Sunday, December 2, 2012

Timing is Everything



This afternoon while driving through the banana farm, I thought back about the days when I arrived in the islands in the mid-1970's. The effects of the sugar plantations were widespread. The long lines of cars crawling the Hamakua Coast behind an over-loaded cane truck, the cane debris, mud and even rocks on the road which seemed to appear instantly as I would begin to pass one of these monsters, and the sight of low-flying helicopters looking for the dozens of clandestine pakalolo (marijuana) patches which were planted among the thick cane rows. 


Cane Haul Truck

Farmers like me were often relegated to marginal lands because the sugar plantations controlled most of the good cropland. After 4 years of growing bananas in what I would now call a "pile of rocks", Puna Sugar announced that it was closing.  Planting would stop immediately and the final sugar harvest would begin. As better farmland began to open up to small farmers, I began a search which led to our current location.
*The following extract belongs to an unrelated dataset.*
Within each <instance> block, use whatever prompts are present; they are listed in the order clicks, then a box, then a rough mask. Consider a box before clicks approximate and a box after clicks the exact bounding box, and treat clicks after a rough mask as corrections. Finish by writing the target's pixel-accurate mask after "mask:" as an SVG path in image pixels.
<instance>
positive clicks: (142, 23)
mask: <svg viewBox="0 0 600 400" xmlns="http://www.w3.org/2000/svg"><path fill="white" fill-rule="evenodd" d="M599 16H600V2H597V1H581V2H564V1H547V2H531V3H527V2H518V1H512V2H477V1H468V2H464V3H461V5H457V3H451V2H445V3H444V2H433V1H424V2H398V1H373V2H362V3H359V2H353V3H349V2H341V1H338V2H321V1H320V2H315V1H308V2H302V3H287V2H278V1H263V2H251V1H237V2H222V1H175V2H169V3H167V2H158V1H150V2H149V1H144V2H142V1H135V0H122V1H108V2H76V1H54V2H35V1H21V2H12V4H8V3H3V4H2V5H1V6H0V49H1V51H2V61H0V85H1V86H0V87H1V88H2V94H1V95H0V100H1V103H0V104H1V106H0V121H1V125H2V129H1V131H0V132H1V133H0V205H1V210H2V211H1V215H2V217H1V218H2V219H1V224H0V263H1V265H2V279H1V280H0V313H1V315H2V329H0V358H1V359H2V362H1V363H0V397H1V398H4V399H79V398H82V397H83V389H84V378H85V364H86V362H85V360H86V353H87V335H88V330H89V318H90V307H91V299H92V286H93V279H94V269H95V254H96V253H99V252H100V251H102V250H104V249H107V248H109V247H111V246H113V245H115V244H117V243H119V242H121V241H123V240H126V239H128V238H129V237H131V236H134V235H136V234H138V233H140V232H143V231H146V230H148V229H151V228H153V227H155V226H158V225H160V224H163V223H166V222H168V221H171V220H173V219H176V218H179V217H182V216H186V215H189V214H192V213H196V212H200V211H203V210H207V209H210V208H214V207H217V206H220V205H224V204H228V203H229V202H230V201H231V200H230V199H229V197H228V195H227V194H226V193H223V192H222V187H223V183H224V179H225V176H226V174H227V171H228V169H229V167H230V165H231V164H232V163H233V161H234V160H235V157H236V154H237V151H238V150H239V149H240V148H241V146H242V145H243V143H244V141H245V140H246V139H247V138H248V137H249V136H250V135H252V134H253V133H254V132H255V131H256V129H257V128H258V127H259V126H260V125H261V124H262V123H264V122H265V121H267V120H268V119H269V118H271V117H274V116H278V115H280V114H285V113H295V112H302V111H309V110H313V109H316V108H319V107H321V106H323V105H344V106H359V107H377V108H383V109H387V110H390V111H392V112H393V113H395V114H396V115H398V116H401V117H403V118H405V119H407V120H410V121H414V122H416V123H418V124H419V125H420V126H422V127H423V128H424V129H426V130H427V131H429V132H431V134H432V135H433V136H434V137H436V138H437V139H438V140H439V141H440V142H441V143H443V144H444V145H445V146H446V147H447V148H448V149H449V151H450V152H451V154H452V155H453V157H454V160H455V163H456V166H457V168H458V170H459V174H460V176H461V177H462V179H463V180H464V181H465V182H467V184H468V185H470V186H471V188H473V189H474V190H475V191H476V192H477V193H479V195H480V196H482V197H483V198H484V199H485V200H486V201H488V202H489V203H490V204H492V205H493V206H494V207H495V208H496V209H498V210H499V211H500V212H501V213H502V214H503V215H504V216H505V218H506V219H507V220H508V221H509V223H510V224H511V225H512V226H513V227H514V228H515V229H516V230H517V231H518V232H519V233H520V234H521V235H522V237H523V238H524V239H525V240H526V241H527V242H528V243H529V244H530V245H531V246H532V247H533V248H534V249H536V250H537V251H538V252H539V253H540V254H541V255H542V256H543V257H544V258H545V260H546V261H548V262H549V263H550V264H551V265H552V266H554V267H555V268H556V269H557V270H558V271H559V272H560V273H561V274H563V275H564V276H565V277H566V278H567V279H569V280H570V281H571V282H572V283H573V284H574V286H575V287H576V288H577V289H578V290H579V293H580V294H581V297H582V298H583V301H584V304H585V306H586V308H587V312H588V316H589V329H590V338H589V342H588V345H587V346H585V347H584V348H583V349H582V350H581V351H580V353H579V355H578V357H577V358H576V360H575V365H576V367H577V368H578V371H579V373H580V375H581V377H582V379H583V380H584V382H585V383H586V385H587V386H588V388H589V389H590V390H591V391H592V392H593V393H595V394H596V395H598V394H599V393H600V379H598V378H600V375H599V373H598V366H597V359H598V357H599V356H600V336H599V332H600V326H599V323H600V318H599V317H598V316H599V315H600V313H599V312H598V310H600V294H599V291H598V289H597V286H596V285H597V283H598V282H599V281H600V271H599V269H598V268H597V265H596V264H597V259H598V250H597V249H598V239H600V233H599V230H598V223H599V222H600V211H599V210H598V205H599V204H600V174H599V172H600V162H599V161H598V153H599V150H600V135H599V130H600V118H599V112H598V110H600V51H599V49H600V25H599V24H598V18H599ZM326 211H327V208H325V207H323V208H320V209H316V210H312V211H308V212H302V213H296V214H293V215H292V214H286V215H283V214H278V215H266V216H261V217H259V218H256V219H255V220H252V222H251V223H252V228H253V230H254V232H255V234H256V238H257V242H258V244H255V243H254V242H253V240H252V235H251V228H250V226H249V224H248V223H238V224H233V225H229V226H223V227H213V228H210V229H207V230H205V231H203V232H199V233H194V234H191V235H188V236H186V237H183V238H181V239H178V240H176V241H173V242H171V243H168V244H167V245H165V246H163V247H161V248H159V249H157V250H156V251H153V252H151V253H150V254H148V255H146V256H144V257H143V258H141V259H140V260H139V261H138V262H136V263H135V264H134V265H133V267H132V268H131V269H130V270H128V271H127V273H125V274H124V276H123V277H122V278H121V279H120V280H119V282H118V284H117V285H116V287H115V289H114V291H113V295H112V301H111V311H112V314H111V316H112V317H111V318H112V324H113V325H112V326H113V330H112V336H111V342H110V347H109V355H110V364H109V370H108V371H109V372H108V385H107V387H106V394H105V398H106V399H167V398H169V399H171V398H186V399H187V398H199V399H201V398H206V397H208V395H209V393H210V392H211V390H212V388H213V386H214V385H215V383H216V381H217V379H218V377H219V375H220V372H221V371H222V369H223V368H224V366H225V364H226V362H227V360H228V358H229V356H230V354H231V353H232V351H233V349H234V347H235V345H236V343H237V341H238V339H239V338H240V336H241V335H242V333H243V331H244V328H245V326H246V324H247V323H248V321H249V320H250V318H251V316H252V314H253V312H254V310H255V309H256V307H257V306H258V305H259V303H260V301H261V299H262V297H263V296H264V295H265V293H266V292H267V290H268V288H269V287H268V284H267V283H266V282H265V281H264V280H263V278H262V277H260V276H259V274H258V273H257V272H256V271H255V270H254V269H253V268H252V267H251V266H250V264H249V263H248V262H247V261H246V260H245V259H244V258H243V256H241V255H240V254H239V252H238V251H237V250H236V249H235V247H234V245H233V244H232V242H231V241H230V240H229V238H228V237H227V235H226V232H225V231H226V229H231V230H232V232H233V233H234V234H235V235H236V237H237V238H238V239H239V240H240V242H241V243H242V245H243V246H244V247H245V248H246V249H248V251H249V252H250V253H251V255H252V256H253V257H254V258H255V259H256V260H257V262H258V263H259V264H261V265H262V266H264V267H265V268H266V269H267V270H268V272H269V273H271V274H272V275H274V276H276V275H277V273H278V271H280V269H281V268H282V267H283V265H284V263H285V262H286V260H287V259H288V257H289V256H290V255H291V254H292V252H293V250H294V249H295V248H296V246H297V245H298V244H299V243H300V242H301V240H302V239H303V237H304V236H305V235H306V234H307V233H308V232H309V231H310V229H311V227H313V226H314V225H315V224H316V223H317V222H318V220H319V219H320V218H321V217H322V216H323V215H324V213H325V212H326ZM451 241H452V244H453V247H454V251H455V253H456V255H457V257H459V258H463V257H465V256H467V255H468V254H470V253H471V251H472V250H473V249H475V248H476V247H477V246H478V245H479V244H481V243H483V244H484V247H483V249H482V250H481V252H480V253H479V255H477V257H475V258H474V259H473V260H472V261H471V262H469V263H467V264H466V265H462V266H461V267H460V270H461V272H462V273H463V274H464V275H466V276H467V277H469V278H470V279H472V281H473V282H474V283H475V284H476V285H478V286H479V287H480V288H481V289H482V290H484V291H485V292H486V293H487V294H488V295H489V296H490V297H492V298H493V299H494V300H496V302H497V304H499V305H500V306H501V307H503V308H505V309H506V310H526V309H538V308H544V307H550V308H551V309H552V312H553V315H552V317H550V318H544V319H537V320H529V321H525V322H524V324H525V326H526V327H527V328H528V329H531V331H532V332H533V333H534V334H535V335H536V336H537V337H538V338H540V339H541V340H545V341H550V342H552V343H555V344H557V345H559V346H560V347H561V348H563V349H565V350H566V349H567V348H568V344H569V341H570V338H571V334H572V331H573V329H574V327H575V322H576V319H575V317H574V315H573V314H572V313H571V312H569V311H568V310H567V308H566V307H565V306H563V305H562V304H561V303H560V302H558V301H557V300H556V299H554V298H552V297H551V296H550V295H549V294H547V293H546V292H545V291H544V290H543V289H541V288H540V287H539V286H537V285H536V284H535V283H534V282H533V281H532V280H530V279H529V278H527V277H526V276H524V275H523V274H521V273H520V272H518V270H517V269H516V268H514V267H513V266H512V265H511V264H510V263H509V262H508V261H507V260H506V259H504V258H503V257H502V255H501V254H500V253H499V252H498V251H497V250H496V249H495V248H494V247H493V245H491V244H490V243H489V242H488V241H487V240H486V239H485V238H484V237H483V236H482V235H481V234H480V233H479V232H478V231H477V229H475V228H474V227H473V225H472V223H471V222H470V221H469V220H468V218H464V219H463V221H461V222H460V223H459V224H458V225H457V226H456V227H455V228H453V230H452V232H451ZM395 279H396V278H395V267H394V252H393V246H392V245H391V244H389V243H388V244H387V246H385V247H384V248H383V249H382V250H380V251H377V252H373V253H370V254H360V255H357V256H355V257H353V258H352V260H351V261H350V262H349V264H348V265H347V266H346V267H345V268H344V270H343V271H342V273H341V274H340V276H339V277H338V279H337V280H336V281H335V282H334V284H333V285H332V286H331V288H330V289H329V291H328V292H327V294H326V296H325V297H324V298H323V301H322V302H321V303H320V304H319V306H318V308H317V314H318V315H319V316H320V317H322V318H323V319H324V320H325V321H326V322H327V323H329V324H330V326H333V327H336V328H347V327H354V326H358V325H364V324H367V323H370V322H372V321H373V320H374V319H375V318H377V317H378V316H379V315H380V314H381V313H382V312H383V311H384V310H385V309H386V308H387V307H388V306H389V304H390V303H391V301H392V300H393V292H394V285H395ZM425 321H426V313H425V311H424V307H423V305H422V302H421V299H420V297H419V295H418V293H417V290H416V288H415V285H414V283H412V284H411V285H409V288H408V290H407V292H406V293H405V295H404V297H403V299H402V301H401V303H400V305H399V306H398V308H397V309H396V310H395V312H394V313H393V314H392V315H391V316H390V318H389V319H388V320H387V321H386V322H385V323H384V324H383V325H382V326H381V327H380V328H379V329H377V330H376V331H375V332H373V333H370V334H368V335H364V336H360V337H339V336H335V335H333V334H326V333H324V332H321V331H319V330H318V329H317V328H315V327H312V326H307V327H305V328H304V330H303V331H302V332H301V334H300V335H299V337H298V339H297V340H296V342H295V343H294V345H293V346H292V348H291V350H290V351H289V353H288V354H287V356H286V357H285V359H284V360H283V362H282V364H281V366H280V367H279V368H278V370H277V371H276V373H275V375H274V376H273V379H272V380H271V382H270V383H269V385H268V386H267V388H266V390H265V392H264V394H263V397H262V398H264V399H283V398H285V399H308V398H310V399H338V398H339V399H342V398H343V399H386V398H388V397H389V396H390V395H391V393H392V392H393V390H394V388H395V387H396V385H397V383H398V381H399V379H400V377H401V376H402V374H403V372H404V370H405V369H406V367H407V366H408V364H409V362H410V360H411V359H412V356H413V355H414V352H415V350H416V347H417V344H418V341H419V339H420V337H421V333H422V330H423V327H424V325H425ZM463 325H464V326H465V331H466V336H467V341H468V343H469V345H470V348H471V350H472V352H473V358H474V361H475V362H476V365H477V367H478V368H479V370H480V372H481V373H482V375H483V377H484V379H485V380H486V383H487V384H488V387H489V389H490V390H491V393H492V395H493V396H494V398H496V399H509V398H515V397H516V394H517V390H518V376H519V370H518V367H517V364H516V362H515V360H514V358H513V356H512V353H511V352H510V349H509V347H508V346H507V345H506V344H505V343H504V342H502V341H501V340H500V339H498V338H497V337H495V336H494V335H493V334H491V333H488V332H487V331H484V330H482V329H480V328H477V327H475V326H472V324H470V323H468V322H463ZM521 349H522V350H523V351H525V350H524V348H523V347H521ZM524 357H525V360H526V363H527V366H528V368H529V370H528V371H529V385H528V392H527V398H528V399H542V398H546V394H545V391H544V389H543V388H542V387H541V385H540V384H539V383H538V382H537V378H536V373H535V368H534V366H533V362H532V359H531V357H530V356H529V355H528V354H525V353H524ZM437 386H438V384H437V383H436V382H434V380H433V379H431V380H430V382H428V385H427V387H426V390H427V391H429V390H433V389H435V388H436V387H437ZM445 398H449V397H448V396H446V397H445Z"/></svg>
A brief summary on Hawaii sugar plantations:
Sugar plantations have been a staple in Hawaii since the first plantation was started in 1834, on Kauai. In order to satisfy America's sweet tooth, plantations were eventually thriving on Kauai, Maui, Oahu and the Big Island.
Workers Cutting Sugar Cane

Plantation owners brought in labor from China, Japan, Korea, the Philippines, and other locations to keep the plantations running. Through the decades, the industry moved from hand labor to mechanized harvesting and processing. By the 1950's Hawaiian sugar growers were among the most efficient and highly paid agricultural workers in the world. The industry had a robust research program and as new methods of cultivation were combined with new varieties the industry began to share it's knowledge with the rest of the world. Eventually, government subsidized plantations in third world countries with low labor costs began to flood the market with cheap sugar. There remains only one plantation today, Hawaii Commercial and Sugar on Maui. They are currently studying the processing of sugar into jet fuel.

As it turns out, I had come to Hawaii Island at exactly the right time.